Observability-Driven Design¶
This document defines ConnectSoft's observability-driven design principles. It is written for architects and engineers building systems where observability is built-in from the start.
Every agent run has traceId, agentId, skillId, tenantId, moduleId attached. All code, docs, blueprints, and tests are stored as knowledge modules with semantic search, metadata, and vector DB retrieval. Observability is not optional—it's how we understand and improve the system.
Tip
Observability enables the Factory to learn and improve. Every action is traced, logged, and measured. This memory becomes our moat: over time, the Factory gets smarter and faster because it reuses prior solutions.
Why Observability First¶
Observability is built-in from the start because:
Easier Debugging¶
- Full context - Correlation IDs link related operations
- Distributed tracing - See request flow across services
- Structured logs - Query and filter logs easily
Performance Tuning¶
- Metrics - Identify bottlenecks and slow operations
- Traces - See where time is spent in request flow
- Profiling - Identify performance issues
Incident Response¶
- Real-time monitoring - Dashboards show system health
- Alerting - Get notified of issues immediately
- Root cause analysis - Traces and logs help find root causes
Continuous Improvement¶
- Knowledge system - Learn from every operation
- Pattern recognition - Identify common issues and solutions
- Agent improvement - Agents learn from observability data
Signals We Care About¶
Logs¶
Structured Logging: - JSON format with consistent schema - Correlation IDs for request tracing - Log levels: Debug, Info, Warning, Error, Critical
What We Log: - Request/response details (sanitized) - Business events (invoice created, payment processed) - Errors and exceptions (with stack traces) - Agent actions (generation runs, decisions)
Example:
{
"timestamp": "2026-01-01T10:30:00Z",
"level": "Information",
"correlationId": "abc123",
"tenantId": "tenant-456",
"service": "InvoiceService",
"message": "Invoice created",
"properties": {
"invoiceId": "inv-789",
"amount": 1000.00
}
}
Metrics¶
Technical Metrics: - Request rate (requests per second) - Latency (p50, p95, p99) - Error rate (errors per second) - Resource usage (CPU, memory, disk)
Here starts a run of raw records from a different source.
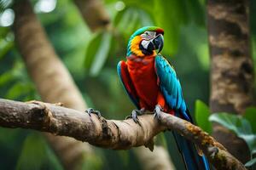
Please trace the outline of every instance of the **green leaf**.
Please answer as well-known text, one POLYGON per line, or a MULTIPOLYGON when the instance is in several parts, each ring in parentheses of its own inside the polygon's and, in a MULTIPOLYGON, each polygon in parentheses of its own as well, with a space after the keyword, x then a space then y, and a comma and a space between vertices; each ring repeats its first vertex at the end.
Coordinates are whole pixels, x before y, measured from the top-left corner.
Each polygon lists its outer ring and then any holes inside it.
POLYGON ((12 73, 12 71, 7 71, 2 75, 0 75, 0 87, 3 86, 7 82, 9 82, 14 79, 14 75, 12 73))
POLYGON ((15 43, 13 41, 5 41, 4 42, 2 42, 2 46, 0 48, 0 60, 5 56, 5 54, 10 51, 14 46, 15 46, 15 43))
POLYGON ((111 40, 112 35, 109 32, 104 32, 102 34, 101 43, 95 54, 95 58, 90 70, 90 74, 91 76, 96 76, 102 70, 108 56, 111 47, 111 40))
POLYGON ((209 117, 211 122, 215 122, 234 132, 239 138, 243 139, 247 144, 251 153, 256 150, 256 134, 253 133, 249 122, 238 115, 228 113, 215 113, 209 117))
POLYGON ((97 32, 94 35, 91 40, 89 42, 89 45, 86 48, 85 58, 84 58, 84 67, 85 69, 90 69, 93 62, 94 57, 96 54, 96 51, 101 44, 102 38, 102 32, 97 32))
POLYGON ((44 139, 39 134, 32 133, 24 141, 16 169, 62 170, 63 168, 44 139))
POLYGON ((252 160, 250 160, 249 162, 247 162, 245 164, 245 166, 246 166, 247 167, 252 167, 253 165, 254 165, 255 163, 256 163, 256 157, 253 158, 253 159, 252 159, 252 160))
POLYGON ((248 107, 246 109, 243 117, 246 118, 251 124, 253 132, 256 133, 256 107, 248 107))
POLYGON ((91 76, 96 76, 108 59, 113 37, 110 32, 100 32, 90 40, 85 59, 84 67, 91 76))
POLYGON ((209 107, 202 101, 195 101, 195 116, 196 123, 206 132, 212 133, 212 124, 209 122, 210 110, 209 107))

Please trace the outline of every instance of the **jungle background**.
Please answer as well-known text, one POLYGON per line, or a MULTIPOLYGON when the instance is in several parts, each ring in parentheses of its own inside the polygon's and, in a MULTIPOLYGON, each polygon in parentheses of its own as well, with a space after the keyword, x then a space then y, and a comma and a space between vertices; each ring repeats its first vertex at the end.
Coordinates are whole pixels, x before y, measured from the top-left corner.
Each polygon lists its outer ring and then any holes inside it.
MULTIPOLYGON (((102 8, 92 9, 102 14, 102 20, 100 21, 95 14, 81 14, 83 8, 81 10, 79 7, 83 7, 83 3, 79 0, 32 0, 31 3, 46 31, 49 45, 69 71, 87 105, 100 110, 109 119, 124 119, 134 109, 116 72, 117 63, 125 59, 130 36, 145 26, 164 28, 162 54, 177 72, 193 116, 204 130, 212 132, 208 121, 210 110, 207 106, 210 98, 210 53, 205 0, 105 0, 100 3, 102 8)), ((27 71, 29 64, 25 64, 27 59, 21 56, 26 52, 20 52, 20 42, 19 47, 15 43, 19 28, 18 24, 14 26, 15 17, 17 17, 15 16, 14 3, 8 0, 0 1, 0 98, 42 100, 44 97, 38 93, 35 79, 29 76, 28 72, 32 71, 27 71)), ((255 67, 256 20, 253 16, 256 3, 252 1, 249 8, 250 40, 255 67)), ((38 56, 37 54, 33 55, 34 58, 38 56)), ((256 128, 253 125, 255 110, 253 107, 246 110, 247 119, 227 115, 212 117, 213 122, 215 120, 232 130, 246 141, 250 159, 256 152, 256 128), (241 126, 244 122, 248 128, 241 126)), ((171 133, 159 135, 156 144, 168 150, 170 161, 177 169, 184 168, 171 133)), ((145 169, 143 163, 147 161, 141 162, 134 150, 112 150, 97 147, 91 150, 93 153, 84 156, 77 169, 145 169)), ((65 165, 59 156, 41 133, 0 128, 0 169, 64 169, 65 165)), ((250 159, 242 162, 246 163, 250 159)))

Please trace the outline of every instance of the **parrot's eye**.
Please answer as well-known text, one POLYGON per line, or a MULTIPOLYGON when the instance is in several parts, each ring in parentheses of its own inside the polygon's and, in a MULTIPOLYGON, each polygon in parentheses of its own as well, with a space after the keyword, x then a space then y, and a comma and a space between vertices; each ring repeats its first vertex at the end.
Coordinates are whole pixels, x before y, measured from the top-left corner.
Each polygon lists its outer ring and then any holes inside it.
POLYGON ((145 38, 147 40, 149 40, 151 38, 153 38, 155 36, 155 32, 154 31, 145 31, 143 34, 142 34, 142 37, 145 38))

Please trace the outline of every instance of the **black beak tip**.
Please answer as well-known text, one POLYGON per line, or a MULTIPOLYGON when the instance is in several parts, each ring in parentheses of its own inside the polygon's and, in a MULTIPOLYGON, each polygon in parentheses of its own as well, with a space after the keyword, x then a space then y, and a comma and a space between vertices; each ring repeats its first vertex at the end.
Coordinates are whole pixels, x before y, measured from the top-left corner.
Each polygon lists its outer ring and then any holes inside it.
POLYGON ((155 47, 155 50, 158 50, 158 53, 160 53, 163 47, 164 47, 164 37, 162 34, 160 34, 159 36, 157 36, 154 41, 153 43, 155 47))

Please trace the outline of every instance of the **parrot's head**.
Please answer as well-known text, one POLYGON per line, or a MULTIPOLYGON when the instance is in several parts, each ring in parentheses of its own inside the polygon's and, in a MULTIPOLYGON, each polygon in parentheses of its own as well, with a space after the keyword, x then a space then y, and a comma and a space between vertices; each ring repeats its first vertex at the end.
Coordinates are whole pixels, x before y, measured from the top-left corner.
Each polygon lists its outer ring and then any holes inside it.
POLYGON ((164 30, 156 26, 145 26, 136 31, 130 37, 127 56, 154 56, 164 46, 164 30))

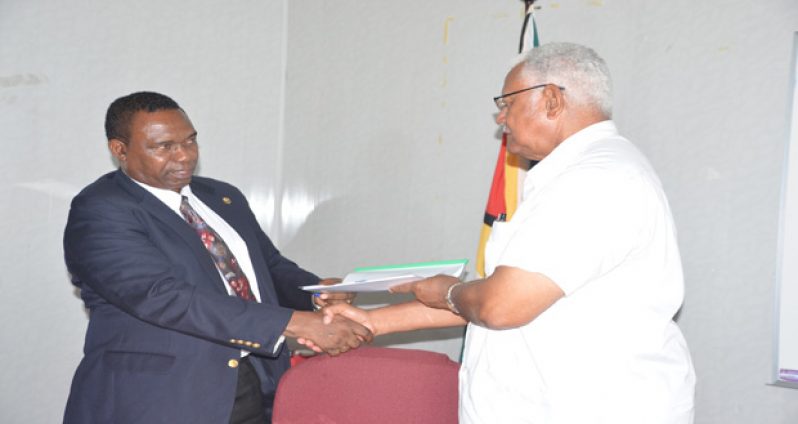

Business Metrics: - Domain-specific KPIs (invoices created, payments processed) - User activity (sign-ins, feature usage) - Business events (subscriptions, cancellations)
Example Metrics:
- invoices_created_total - Counter of invoices created
- invoice_processing_duration_seconds - Histogram of processing time
- payment_success_rate - Gauge of payment success percentage
Traces¶
Distributed Tracing: - OpenTelemetry spans for all operations - Trace IDs link related operations - Span hierarchy shows request flow
What We Trace: - HTTP requests (incoming and outgoing) - Database queries - Event publishing/subscription - Agent actions (generation runs, decisions)
Example Trace:
Trace: abc123
├─ Span: HTTP POST /invoices (100ms)
│ ├─ Span: CreateInvoiceUseCase (80ms)
│ │ ├─ Span: InvoiceRepository.Save (50ms)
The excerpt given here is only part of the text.